MVCC is not a thing that opposes optimistic and pessimistic concurrency control. It can be well combined with the two to increase the concurrency of transactions. MVCC is implemented in the most popular SQL databases MySQL and PostgreSQL; but because They implement pessimistic locking and optimistic locking respectively, so the way MVCC is implemented is also different.
MySQL and MVCC
The multi-version two-phase lock protocol (Multiversion 2PL) implemented in MySQL combines the advantages of MVCC and 2PL. Each version of the data row has a unique timestamp. When there is a read transaction request, the database program will directly The return with the largest timestamp among multiple versions of data items.

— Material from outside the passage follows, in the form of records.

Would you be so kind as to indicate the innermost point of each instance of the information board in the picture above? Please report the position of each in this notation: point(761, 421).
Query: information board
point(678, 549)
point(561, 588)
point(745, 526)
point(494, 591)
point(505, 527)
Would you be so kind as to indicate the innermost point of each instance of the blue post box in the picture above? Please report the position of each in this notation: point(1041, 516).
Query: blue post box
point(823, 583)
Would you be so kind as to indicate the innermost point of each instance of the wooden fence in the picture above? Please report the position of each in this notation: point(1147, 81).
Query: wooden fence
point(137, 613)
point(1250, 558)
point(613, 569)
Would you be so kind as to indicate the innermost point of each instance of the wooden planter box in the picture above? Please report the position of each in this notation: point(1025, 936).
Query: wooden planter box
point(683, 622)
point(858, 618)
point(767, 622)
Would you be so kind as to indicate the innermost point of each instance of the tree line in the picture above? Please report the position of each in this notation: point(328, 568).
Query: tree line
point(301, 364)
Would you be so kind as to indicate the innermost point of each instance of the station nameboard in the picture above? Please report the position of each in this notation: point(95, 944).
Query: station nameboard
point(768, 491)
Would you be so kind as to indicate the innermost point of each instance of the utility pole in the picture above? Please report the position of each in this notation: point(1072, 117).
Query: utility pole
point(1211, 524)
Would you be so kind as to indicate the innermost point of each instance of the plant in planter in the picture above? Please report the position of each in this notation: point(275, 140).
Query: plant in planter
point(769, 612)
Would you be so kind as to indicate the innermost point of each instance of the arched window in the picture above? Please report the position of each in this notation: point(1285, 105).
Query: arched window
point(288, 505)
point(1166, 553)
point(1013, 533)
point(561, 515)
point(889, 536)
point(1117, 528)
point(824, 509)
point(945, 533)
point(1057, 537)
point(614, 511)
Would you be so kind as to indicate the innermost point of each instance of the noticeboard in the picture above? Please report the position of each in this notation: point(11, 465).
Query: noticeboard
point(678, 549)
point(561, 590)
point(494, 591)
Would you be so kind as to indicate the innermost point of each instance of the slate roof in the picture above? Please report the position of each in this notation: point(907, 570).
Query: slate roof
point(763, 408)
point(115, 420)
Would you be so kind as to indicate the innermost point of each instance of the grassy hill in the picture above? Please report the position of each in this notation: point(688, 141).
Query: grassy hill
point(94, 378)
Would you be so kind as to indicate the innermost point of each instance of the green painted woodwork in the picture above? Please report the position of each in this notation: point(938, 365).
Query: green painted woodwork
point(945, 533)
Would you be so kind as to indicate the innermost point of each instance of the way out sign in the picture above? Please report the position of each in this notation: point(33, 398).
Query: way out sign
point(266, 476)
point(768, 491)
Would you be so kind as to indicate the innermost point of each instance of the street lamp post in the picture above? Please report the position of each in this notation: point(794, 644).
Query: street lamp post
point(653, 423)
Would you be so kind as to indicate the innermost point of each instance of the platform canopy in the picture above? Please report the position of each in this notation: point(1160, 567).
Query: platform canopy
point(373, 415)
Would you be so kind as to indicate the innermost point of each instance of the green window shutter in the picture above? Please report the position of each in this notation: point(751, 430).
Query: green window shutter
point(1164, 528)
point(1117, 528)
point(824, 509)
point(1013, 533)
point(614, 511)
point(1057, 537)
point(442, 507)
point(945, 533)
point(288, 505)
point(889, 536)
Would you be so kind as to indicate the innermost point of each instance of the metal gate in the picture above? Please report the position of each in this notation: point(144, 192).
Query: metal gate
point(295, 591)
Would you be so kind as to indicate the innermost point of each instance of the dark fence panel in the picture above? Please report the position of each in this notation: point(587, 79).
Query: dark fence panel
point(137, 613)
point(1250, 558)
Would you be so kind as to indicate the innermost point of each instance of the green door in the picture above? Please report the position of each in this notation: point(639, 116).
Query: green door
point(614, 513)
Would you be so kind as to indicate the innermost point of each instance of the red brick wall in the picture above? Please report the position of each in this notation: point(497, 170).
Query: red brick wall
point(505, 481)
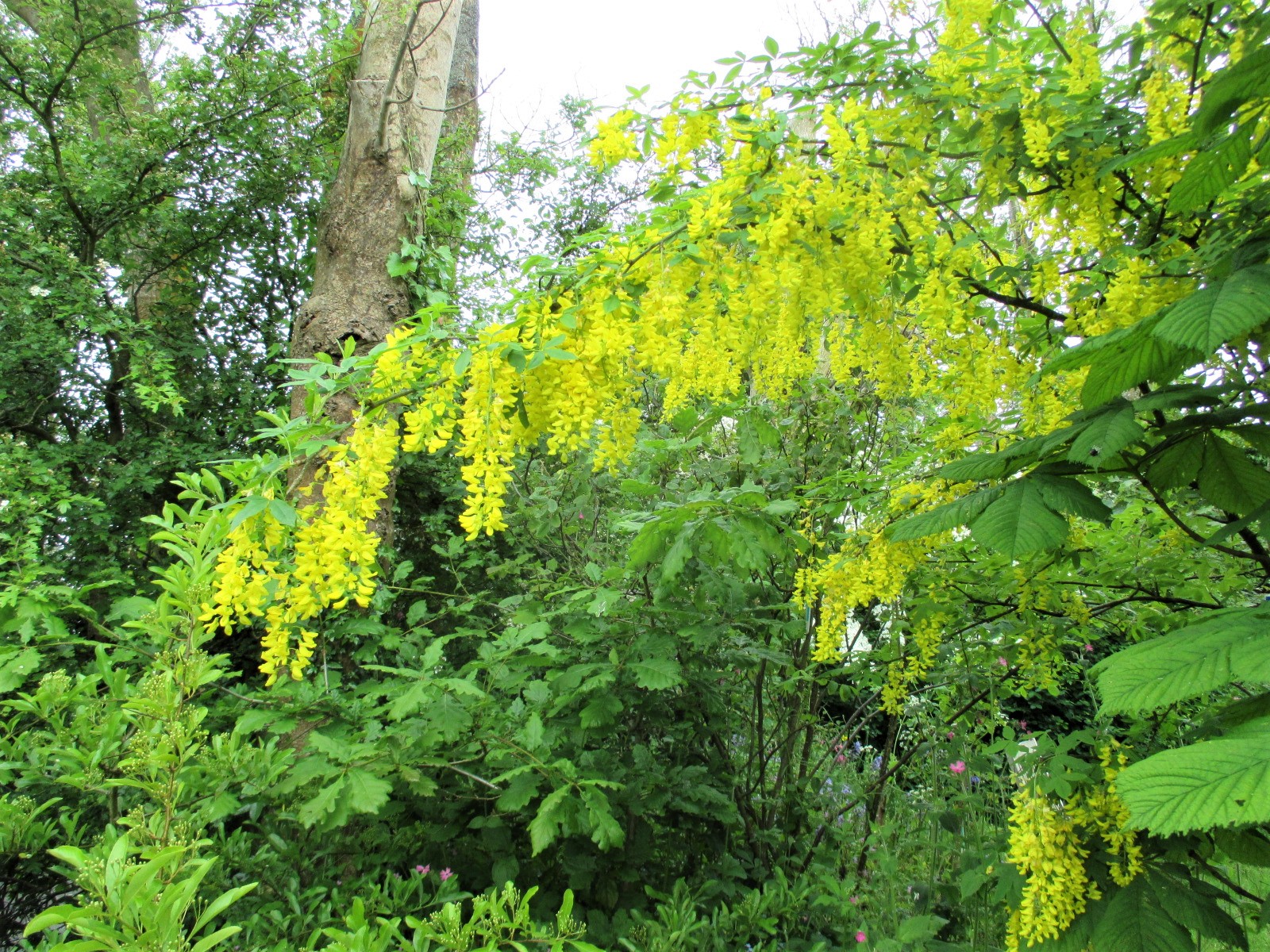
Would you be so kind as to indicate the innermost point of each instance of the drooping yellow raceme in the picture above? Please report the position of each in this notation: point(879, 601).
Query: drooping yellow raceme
point(859, 249)
point(1048, 852)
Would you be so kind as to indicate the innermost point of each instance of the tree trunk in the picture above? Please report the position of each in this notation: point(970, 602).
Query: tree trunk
point(395, 112)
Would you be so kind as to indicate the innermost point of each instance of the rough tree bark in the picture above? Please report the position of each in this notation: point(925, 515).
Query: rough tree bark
point(395, 113)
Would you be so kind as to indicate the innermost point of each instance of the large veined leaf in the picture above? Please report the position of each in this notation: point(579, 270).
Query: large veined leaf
point(1225, 310)
point(1232, 88)
point(1225, 647)
point(1106, 435)
point(1187, 904)
point(1199, 787)
point(1138, 357)
point(1230, 480)
point(1178, 463)
point(1134, 922)
point(1020, 522)
point(1212, 171)
point(1071, 498)
point(959, 512)
point(657, 673)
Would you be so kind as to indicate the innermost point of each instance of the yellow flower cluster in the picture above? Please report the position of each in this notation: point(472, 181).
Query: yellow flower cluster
point(921, 653)
point(868, 570)
point(1048, 854)
point(287, 575)
point(614, 141)
point(1048, 846)
point(1100, 810)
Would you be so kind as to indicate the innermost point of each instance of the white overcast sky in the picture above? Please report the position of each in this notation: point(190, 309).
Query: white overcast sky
point(596, 48)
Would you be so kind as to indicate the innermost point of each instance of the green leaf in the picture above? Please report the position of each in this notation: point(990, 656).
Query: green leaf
point(1136, 923)
point(368, 793)
point(1210, 173)
point(657, 673)
point(16, 668)
point(1140, 357)
point(518, 791)
point(959, 512)
point(220, 904)
point(315, 809)
point(1020, 522)
point(1195, 911)
point(1229, 645)
point(1248, 847)
point(1199, 787)
point(1105, 435)
point(1176, 465)
point(1231, 88)
point(601, 711)
point(1071, 498)
point(1230, 480)
point(1227, 309)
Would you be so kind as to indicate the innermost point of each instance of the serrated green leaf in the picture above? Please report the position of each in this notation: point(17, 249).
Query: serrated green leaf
point(1227, 309)
point(1199, 787)
point(959, 512)
point(1134, 922)
point(657, 673)
point(601, 711)
point(1230, 480)
point(366, 793)
point(1136, 359)
point(518, 791)
point(1229, 645)
point(1212, 171)
point(1020, 524)
point(1071, 498)
point(1176, 465)
point(317, 808)
point(1105, 435)
point(1231, 88)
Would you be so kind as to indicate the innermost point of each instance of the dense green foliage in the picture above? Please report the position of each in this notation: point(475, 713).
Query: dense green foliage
point(610, 727)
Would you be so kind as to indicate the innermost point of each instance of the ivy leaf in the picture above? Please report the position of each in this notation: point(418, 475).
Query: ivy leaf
point(1227, 309)
point(368, 793)
point(1136, 923)
point(1227, 645)
point(1020, 522)
point(1198, 787)
point(657, 673)
point(1106, 435)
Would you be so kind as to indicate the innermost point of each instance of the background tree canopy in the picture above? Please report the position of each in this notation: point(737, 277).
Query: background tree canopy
point(821, 512)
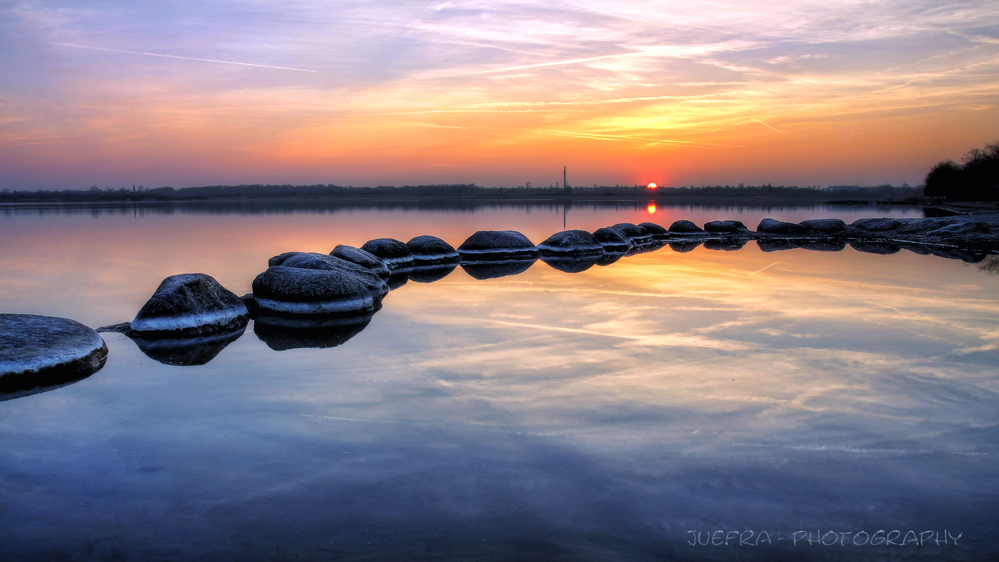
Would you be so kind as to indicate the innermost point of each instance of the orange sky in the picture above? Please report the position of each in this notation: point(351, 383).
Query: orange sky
point(814, 93)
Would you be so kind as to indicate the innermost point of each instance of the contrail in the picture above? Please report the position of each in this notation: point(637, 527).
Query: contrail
point(561, 62)
point(765, 125)
point(765, 268)
point(184, 58)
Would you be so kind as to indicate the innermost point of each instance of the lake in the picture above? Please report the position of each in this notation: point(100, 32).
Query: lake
point(680, 404)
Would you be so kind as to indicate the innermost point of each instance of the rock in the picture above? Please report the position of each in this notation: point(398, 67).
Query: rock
point(613, 240)
point(399, 279)
point(918, 249)
point(189, 305)
point(393, 253)
point(432, 251)
point(571, 244)
point(361, 258)
point(656, 231)
point(646, 248)
point(685, 227)
point(39, 353)
point(774, 226)
point(726, 227)
point(279, 259)
point(187, 351)
point(635, 233)
point(881, 248)
point(493, 270)
point(876, 225)
point(777, 244)
point(824, 226)
point(497, 246)
point(309, 260)
point(294, 291)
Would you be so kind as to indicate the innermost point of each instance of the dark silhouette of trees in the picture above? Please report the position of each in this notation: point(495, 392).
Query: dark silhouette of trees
point(977, 179)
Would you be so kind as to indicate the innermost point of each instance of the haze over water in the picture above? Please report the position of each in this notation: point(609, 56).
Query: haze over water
point(618, 413)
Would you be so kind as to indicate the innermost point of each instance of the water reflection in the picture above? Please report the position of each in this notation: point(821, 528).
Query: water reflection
point(284, 333)
point(280, 334)
point(187, 351)
point(488, 270)
point(601, 415)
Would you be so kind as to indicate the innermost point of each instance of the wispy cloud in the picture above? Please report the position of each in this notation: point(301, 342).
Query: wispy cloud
point(181, 57)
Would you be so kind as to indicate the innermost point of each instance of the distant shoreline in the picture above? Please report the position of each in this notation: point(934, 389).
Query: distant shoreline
point(469, 193)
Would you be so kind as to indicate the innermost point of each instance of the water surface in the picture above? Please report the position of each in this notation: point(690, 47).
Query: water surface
point(763, 399)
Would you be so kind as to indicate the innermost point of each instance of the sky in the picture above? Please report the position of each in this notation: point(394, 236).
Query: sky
point(117, 93)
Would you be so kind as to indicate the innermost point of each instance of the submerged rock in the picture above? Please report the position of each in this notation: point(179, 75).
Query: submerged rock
point(362, 258)
point(392, 252)
point(824, 226)
point(571, 244)
point(613, 240)
point(39, 353)
point(774, 226)
point(726, 227)
point(432, 251)
point(656, 231)
point(497, 246)
point(187, 305)
point(685, 226)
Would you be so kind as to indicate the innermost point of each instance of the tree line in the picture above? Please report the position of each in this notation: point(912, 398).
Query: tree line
point(975, 179)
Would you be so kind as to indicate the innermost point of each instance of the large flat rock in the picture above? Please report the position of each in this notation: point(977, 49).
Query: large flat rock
point(43, 351)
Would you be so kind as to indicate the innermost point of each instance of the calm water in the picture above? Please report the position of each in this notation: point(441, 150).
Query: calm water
point(797, 405)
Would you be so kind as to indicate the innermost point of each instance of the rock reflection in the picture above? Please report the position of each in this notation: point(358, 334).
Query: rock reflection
point(824, 245)
point(682, 247)
point(483, 271)
point(187, 351)
point(881, 248)
point(283, 334)
point(431, 274)
point(572, 265)
point(726, 244)
point(777, 244)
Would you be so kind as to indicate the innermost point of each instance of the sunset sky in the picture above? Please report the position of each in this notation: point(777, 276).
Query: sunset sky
point(183, 92)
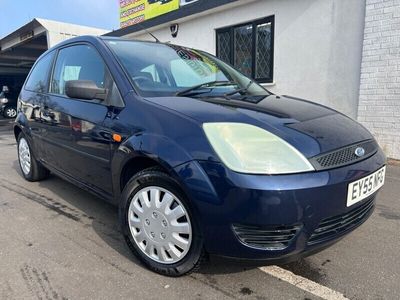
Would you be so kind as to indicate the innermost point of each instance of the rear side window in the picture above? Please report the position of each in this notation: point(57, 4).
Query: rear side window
point(80, 62)
point(37, 81)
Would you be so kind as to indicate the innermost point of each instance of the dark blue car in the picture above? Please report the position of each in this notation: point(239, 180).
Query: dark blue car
point(199, 158)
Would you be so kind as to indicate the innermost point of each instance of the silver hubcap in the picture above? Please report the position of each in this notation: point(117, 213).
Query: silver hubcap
point(160, 225)
point(11, 112)
point(24, 156)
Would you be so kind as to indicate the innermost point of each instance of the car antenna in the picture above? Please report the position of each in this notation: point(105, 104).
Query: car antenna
point(149, 33)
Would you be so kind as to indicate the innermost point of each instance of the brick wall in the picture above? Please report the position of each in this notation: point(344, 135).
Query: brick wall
point(379, 103)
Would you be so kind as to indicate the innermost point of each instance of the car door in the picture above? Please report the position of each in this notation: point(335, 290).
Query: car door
point(32, 96)
point(78, 138)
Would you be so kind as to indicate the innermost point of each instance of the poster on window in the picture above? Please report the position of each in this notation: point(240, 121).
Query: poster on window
point(185, 2)
point(135, 11)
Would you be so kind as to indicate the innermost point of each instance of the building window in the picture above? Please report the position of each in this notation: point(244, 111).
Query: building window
point(249, 48)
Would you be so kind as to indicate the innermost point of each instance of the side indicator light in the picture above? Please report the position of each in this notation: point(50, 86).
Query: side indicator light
point(117, 138)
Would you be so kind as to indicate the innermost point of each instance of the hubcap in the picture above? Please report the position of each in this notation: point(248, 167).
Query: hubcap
point(160, 225)
point(24, 156)
point(11, 112)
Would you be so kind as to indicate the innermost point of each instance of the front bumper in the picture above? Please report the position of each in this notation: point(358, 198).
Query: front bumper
point(222, 199)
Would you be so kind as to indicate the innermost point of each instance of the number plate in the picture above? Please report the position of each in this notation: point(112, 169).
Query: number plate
point(364, 187)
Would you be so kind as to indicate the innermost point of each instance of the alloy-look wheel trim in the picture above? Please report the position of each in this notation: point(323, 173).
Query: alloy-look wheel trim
point(160, 225)
point(24, 156)
point(11, 112)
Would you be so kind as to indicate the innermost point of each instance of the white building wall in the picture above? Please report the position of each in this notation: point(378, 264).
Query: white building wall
point(379, 108)
point(318, 45)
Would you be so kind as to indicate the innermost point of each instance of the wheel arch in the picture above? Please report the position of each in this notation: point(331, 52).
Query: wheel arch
point(145, 151)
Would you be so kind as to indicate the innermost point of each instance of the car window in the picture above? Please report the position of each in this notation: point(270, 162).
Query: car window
point(151, 73)
point(188, 73)
point(80, 62)
point(160, 70)
point(37, 81)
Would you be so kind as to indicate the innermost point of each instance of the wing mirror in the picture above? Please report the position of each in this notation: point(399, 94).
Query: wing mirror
point(84, 89)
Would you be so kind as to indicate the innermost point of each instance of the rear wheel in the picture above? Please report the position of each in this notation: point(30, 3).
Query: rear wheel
point(158, 224)
point(32, 170)
point(10, 112)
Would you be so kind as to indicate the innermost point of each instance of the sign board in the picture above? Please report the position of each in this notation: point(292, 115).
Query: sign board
point(135, 11)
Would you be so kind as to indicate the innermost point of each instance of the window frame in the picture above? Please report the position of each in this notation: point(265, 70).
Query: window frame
point(48, 76)
point(104, 103)
point(254, 24)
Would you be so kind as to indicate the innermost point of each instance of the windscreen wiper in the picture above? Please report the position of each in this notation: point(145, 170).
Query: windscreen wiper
point(210, 84)
point(245, 89)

The update operation is slightly more complicated. The transaction will first read the latest version of the data to calculate the result of the data update, and then create a new version of the data. The timestamp of the new data is the largest version of the current data row +1:
The deletion of the data version is also selected based on the timestamp. MySQL will periodically clear the data with the lowest version from the database to ensure that there will not be a large amount of leftover content.
PostgreSQL and MVCC
Different from the use of pessimistic concurrency control in MySQL, optimistic concurrency control is used in PostgreSQL, which also leads to some differences in the implementation of MVCC in the combination of optimistic locking. The final implementation is called Multiversion Timestamp (Multiversion Timestamp). Ordering). In this protocol, all transactions are assigned a unique timestamp before execution, and each data item has two timestamps for reading and writing:
When a PostgreSQL transaction issues a read request, the database directly returns the latest version of the data without being blocked by any operation. When a write operation is being executed, the transaction timestamp must be greater than or equal to the read timestamp of the data row, otherwise Will be rolled back.
This implementation of MVCC ensures that the read transaction will never fail and does not need to wait for the lock to be released. For applications that have far more read requests than write requests, optimistic locking plus MVCC can greatly improve the performance of the database; This protocol can make some obvious performance improvements for some practical situations, but it will also cause two problems. One is that each read operation will update the read timestamp and cause two disk writes, and the second is the inter-transaction Conflicts are resolved through rollback, so if the possibility of conflict is very high or rollback is costly, the read and write performance of the database is not as good as the traditional lock wait method.
to sum up
The concurrency control mechanism of the database has a very mature and complete solution today. We do not need to design a new set of protocols to deal with conflicts between different transactions. We have learned from the concurrency control mechanism of the database. Relevant knowledge, whether it is locking or optimistic concurrency control, is widely used in other fields or applications, so it is necessary to understand and be familiar with the principles of different concurrency control mechanisms.